Cocina con gabinetes borgoña, encimera y salpicadero de mármol rojo veteado blanco, pared celeste, dos luces circulares, cristalería, platos y candelabros.
El rojo profundo se asienta junto al azul etéreo en un contraste silencioso que suma profundidad sin estridencias, con la tensión entre cálidos y fríos como recurso para cocinas más expresivas desde 2026. (Imagen Ilustrativa Infobae)

La sexta combinación vuelve al rojo y azul, pero con otro equilibrio: rojo profundo y azul etéreo. Stephens defendió una relación sutil entre un rojo borgoña y azules más suaves, una pareja que sobre el papel puede parecer extraña, pero que en la práctica se asienta con naturalidad.

La diseñadora prevé para 2026 más contrastes silenciosos de este tipo, construidos no para igualar tonos, sino para generar profundidad a partir de la tensión entre colores cálidos y fríos. Un ejemplo es la unión de muebles azul claro con una isla de mármol borgoña.

7. Rosa pálido y rojo sangre oscuro

Cocina con gabinetes burdeos, encimeras de mármol, salpicadero de azulejos, fregadero con grifo dorado, horno, libros, frutero, taza, croissant y olla tagine.
El rosa pálido funciona como un fondo casi neutro, y el rojo sangre oscuro aporta profundidad y un contraste sofisticado que acompaña la tendencia hacia cocinas más cálidas y acogedoras. (Imagen Ilustrativa Infobae)

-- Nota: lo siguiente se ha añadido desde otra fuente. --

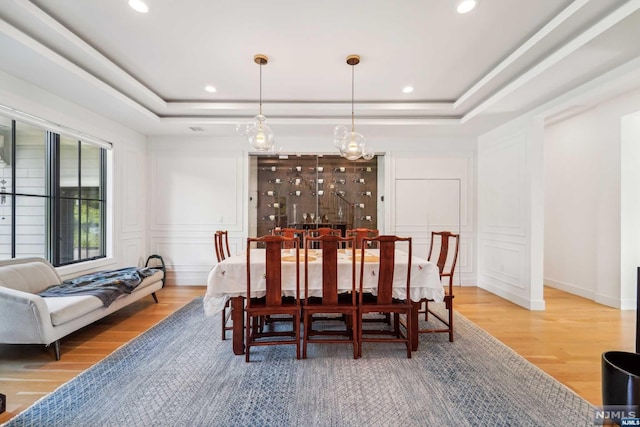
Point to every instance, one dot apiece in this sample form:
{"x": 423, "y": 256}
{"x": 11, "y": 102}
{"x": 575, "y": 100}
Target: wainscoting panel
{"x": 196, "y": 190}
{"x": 503, "y": 186}
{"x": 132, "y": 190}
{"x": 132, "y": 253}
{"x": 506, "y": 184}
{"x": 503, "y": 263}
{"x": 435, "y": 193}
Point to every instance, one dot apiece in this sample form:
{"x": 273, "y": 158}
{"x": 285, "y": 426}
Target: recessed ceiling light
{"x": 466, "y": 6}
{"x": 139, "y": 6}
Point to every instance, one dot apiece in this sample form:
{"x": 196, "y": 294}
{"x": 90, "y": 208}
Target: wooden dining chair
{"x": 290, "y": 233}
{"x": 447, "y": 260}
{"x": 380, "y": 298}
{"x": 323, "y": 231}
{"x": 273, "y": 303}
{"x": 221, "y": 242}
{"x": 361, "y": 233}
{"x": 331, "y": 301}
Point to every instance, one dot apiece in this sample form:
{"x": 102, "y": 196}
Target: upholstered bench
{"x": 28, "y": 318}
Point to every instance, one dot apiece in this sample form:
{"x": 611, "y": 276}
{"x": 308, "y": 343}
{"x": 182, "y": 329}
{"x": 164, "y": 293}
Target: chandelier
{"x": 259, "y": 135}
{"x": 351, "y": 144}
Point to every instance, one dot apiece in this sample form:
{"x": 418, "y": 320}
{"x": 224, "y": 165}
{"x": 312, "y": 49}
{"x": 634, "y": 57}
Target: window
{"x": 52, "y": 202}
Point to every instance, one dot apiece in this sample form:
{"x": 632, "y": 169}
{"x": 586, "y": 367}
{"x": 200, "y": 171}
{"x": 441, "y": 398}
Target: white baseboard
{"x": 533, "y": 305}
{"x": 570, "y": 288}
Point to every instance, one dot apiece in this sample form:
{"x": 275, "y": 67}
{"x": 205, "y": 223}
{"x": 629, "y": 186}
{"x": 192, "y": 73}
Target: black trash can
{"x": 620, "y": 378}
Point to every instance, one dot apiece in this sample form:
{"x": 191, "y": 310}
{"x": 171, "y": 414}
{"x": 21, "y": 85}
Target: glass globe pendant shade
{"x": 368, "y": 153}
{"x": 352, "y": 146}
{"x": 260, "y": 135}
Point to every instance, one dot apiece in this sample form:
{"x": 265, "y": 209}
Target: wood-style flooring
{"x": 566, "y": 340}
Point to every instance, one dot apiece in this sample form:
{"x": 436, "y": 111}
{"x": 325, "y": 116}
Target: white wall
{"x": 126, "y": 180}
{"x": 630, "y": 211}
{"x": 435, "y": 192}
{"x": 510, "y": 212}
{"x": 591, "y": 208}
{"x": 572, "y": 168}
{"x": 200, "y": 184}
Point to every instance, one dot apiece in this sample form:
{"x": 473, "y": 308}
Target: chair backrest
{"x": 221, "y": 240}
{"x": 362, "y": 233}
{"x": 290, "y": 233}
{"x": 330, "y": 244}
{"x": 387, "y": 246}
{"x": 323, "y": 231}
{"x": 273, "y": 268}
{"x": 448, "y": 254}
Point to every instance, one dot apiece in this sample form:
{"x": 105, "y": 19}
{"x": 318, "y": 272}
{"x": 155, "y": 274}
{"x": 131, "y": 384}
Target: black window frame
{"x": 53, "y": 230}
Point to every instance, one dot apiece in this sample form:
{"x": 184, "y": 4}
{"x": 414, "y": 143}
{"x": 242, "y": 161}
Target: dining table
{"x": 227, "y": 281}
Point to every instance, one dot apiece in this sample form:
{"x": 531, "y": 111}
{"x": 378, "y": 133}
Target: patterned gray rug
{"x": 179, "y": 373}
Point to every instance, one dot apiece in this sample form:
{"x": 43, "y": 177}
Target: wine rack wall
{"x": 311, "y": 191}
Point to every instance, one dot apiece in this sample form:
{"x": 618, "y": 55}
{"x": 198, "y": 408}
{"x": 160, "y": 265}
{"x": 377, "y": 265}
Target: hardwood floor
{"x": 566, "y": 340}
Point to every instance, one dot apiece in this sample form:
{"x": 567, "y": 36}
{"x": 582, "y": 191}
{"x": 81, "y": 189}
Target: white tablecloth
{"x": 229, "y": 277}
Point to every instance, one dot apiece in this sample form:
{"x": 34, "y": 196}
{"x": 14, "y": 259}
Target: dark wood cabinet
{"x": 309, "y": 191}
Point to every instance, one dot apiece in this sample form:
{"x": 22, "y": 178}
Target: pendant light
{"x": 351, "y": 144}
{"x": 259, "y": 135}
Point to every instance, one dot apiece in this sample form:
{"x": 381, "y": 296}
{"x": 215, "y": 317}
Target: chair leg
{"x": 248, "y": 326}
{"x": 56, "y": 348}
{"x": 450, "y": 308}
{"x": 409, "y": 343}
{"x": 306, "y": 321}
{"x": 224, "y": 317}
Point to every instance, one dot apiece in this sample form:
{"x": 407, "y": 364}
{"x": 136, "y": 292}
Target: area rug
{"x": 180, "y": 373}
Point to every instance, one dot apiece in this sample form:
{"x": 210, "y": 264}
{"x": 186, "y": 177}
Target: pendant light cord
{"x": 353, "y": 126}
{"x": 260, "y": 88}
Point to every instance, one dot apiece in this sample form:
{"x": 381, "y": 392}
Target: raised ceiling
{"x": 469, "y": 72}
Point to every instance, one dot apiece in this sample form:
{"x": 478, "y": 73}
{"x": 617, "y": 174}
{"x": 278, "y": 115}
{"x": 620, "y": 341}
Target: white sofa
{"x": 27, "y": 318}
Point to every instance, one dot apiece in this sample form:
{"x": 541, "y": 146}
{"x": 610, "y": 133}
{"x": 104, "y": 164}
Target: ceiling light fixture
{"x": 260, "y": 135}
{"x": 351, "y": 144}
{"x": 465, "y": 6}
{"x": 139, "y": 6}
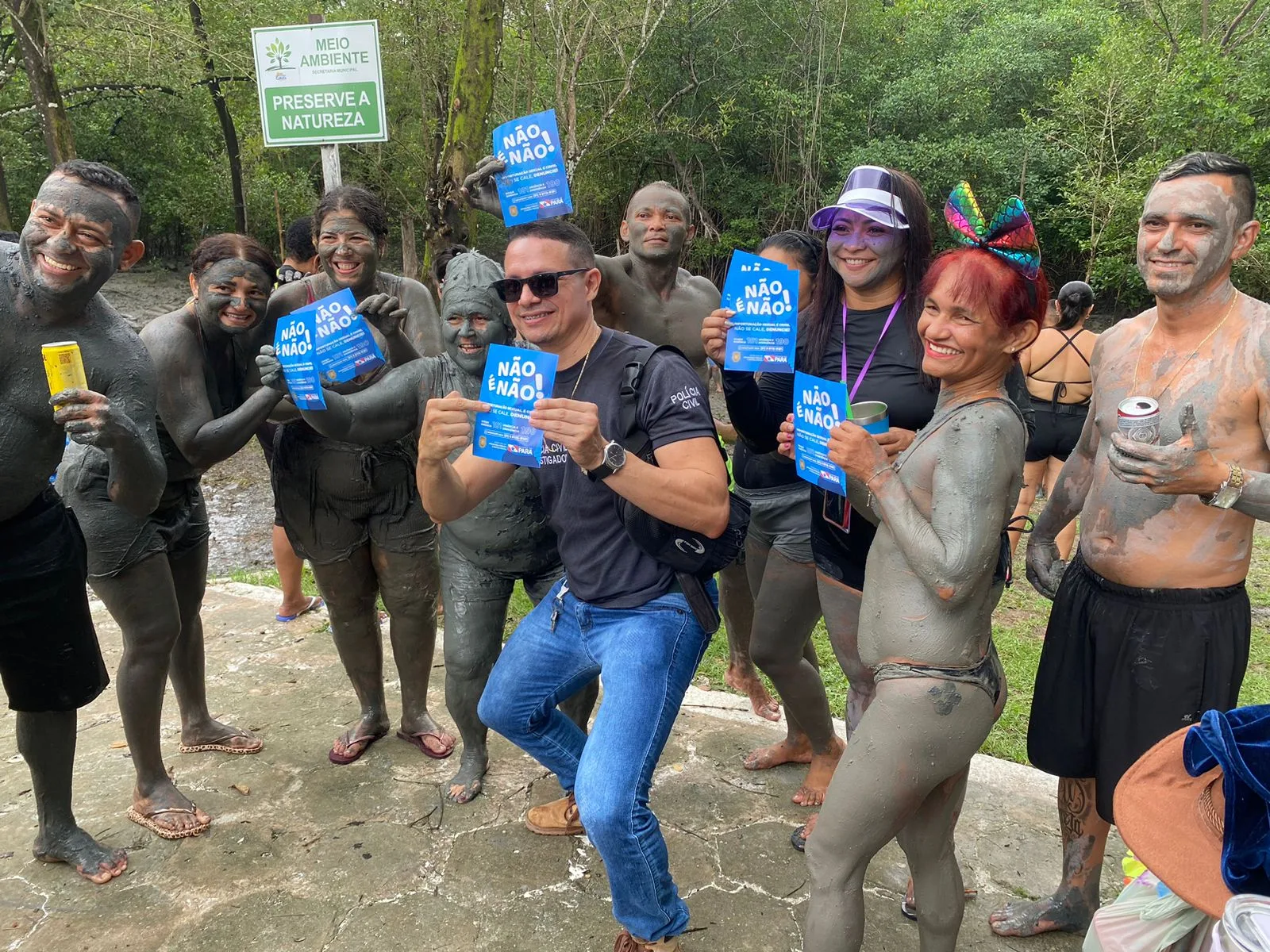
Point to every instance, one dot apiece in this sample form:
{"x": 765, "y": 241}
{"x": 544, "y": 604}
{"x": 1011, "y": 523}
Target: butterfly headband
{"x": 1010, "y": 236}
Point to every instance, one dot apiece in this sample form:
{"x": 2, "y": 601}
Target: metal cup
{"x": 870, "y": 416}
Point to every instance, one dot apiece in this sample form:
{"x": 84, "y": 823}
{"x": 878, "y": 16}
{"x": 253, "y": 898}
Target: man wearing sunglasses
{"x": 647, "y": 294}
{"x": 618, "y": 612}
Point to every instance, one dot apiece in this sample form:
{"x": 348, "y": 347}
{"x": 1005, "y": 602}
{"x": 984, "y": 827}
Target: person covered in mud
{"x": 152, "y": 571}
{"x": 80, "y": 232}
{"x": 1157, "y": 582}
{"x": 935, "y": 571}
{"x": 352, "y": 511}
{"x": 647, "y": 294}
{"x": 503, "y": 539}
{"x": 780, "y": 562}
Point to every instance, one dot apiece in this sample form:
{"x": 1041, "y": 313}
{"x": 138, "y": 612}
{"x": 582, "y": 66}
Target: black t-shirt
{"x": 605, "y": 568}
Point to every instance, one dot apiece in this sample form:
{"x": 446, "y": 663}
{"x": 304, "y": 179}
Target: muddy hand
{"x": 271, "y": 368}
{"x": 480, "y": 190}
{"x": 714, "y": 333}
{"x": 89, "y": 418}
{"x": 446, "y": 427}
{"x": 1045, "y": 565}
{"x": 385, "y": 313}
{"x": 1183, "y": 467}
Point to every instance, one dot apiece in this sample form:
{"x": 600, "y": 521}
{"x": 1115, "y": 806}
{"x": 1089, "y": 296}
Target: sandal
{"x": 355, "y": 753}
{"x": 417, "y": 740}
{"x": 148, "y": 820}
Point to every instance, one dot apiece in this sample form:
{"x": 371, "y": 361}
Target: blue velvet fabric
{"x": 1238, "y": 742}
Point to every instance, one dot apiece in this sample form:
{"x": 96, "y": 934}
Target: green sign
{"x": 321, "y": 83}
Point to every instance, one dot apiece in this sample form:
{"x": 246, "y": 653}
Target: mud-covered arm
{"x": 120, "y": 420}
{"x": 187, "y": 414}
{"x": 956, "y": 549}
{"x": 757, "y": 408}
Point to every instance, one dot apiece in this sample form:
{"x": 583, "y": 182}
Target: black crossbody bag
{"x": 694, "y": 556}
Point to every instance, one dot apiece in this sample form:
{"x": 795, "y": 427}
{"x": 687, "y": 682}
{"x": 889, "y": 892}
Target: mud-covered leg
{"x": 349, "y": 589}
{"x": 48, "y": 743}
{"x": 737, "y": 607}
{"x": 474, "y": 639}
{"x": 1076, "y": 900}
{"x": 410, "y": 584}
{"x": 188, "y": 663}
{"x": 143, "y": 601}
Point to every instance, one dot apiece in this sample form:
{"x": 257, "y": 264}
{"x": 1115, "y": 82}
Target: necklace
{"x": 1183, "y": 367}
{"x": 583, "y": 367}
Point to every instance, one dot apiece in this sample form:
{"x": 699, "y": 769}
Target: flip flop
{"x": 417, "y": 740}
{"x": 314, "y": 605}
{"x": 221, "y": 747}
{"x": 343, "y": 759}
{"x": 148, "y": 820}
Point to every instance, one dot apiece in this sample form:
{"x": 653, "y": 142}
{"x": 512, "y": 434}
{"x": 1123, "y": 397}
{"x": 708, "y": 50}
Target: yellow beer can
{"x": 64, "y": 366}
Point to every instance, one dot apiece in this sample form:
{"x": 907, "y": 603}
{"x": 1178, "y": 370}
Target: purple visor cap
{"x": 870, "y": 194}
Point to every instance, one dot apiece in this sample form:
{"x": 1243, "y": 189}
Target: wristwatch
{"x": 1229, "y": 493}
{"x": 615, "y": 459}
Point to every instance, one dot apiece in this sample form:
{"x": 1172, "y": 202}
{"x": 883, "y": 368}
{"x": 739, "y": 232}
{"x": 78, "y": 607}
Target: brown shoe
{"x": 556, "y": 819}
{"x": 629, "y": 943}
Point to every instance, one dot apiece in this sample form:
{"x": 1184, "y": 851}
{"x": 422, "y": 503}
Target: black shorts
{"x": 840, "y": 554}
{"x": 336, "y": 497}
{"x": 1058, "y": 429}
{"x": 118, "y": 539}
{"x": 50, "y": 659}
{"x": 1124, "y": 668}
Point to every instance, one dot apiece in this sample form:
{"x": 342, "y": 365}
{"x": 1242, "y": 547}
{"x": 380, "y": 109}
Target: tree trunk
{"x": 29, "y": 25}
{"x": 222, "y": 113}
{"x": 6, "y": 221}
{"x": 468, "y": 122}
{"x": 410, "y": 249}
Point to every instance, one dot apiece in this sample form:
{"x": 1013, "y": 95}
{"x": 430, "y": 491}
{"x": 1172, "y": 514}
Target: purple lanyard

La séptima apuesta mezcla rosa pálido y rojo sangre oscuro. La interiorista Sophie Pringle, fundadora de Pringle & Pringle, dijo que espera ver mucho más esta combinación, con un rosa rubor muy suave como fondo casi neutro y un rojo intenso para introducir contraste.

Pringle sostuvo que el resultado es bastante más sofisticado de lo que muchos imaginan: el rosa aporta suavidad y luz, mientras el rojo oscuro incorpora profundidad, calidez y un matiz dramático. A su entender, el interés creciente por cocinas menos frías y más acogedoras favorece este tipo de paletas con varias capas.

8.Azul griego y roble ennegrecido

Gabinetes de cocina azul marino, encimera de mármol blanco, fregadero con grifo dorado, gabinetes superiores de roble ennegrecido, horno doble y batidora.
El azul griego se equilibra con roble ennegrecido, cuarzo blanco y acentos de latón. (Imagen Ilustrativa Infobae)

La octava y última pareja une azul griego y roble ennegrecido. La misma diseñadora explicó al medio que un azul intenso puede resultar difícil en cocina si se combina con blanco, por su aire costero, o con gris, por un efecto ya muy visto.

Su alternativa pasa por contrastarlo con madera teñida de negro, cuarzo blanco, una isla alicatada y acentos de latón. Para Pringle, los tonos profundos de la madera añaden riqueza y evitan que el azul se vea excesivamente decorativo, mientras los materiales naturales ayudan a que el conjunto conserve vigencia con el paso del tiempo.

La selección de Homes & Gardens deja una idea común: una cocina con carácter no depende de acudir a las combinaciones más obvias. Para quienes aún dudan por dónde empezar, estas parejas funcionan como un mapa de referencia para explorar el color con más seguridad.